The graphics in [i]Cloning Clyde[/i] are 3D toon-shaded graphics, but they have as much (if not more) personality as I have come to expect from the best 2d games. The Clydes, all the animals, and the environment have a nice look to them; the animation is as smooth as you would think is possible. Clyde seems to have a clever animation for everything you can think of: from falling on his face, to stubbing his toe when someone else jumps on it, to laughing at another Clyde who has fallen on his face or stubbed his toe. You get to see the Clydes you aren’t controlling go through plenty of nice idle animations as well. Of course, all of this is delivered in crisp 720p widescreen for those who have it.
The co-op for this game is a little more minimal than I initially believed, merely allowing you to take on the normal levels with up to 4 people over Live. The co-op counts towards your normal game accomplishments, so it can be a good way to quickly and easily burn through a complex level. Also it’s just a lot of laid back fun with plenty of options for a little competition for Killer Ken dolls and infighting without it really getting in the way of the possibility of victory. The versus mode seems somewhat clever at first, but quickly becomes uninteresting. Still, it may be good for a casual laugh or two.
One thing I really liked about this game was the clever use of the often uninteresting Xbox Live Achievements. All of the Achievements are easily unlockable in the normal flow of the game. Which is nice enough, but they also all unlock in-game skins (called “cheats” for some reason), so you can bring some customization to your online experience. I was a little disappointed by the lack of Achievements for the top end of the collection scale given that it was so easy to accomplish, but I have to say I liked the way they handled it.

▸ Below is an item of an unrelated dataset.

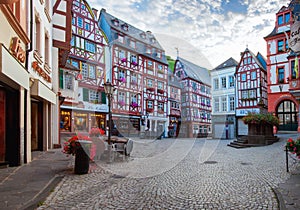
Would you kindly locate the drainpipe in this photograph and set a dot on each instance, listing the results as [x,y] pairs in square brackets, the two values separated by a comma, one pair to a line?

Overall, the game ends up being a little short and a little easy, but it’s loads of fun and has a great sense of humor. I have also had two or three puzzles fail to trigger properly, but those cases were easily fixed by leaving and re-entering the level. For ten dollars, I can easily say this is one of the better casual games on Xbox Live Arcade. I don’t think you will find a boring moment in Clyde’s little adventure.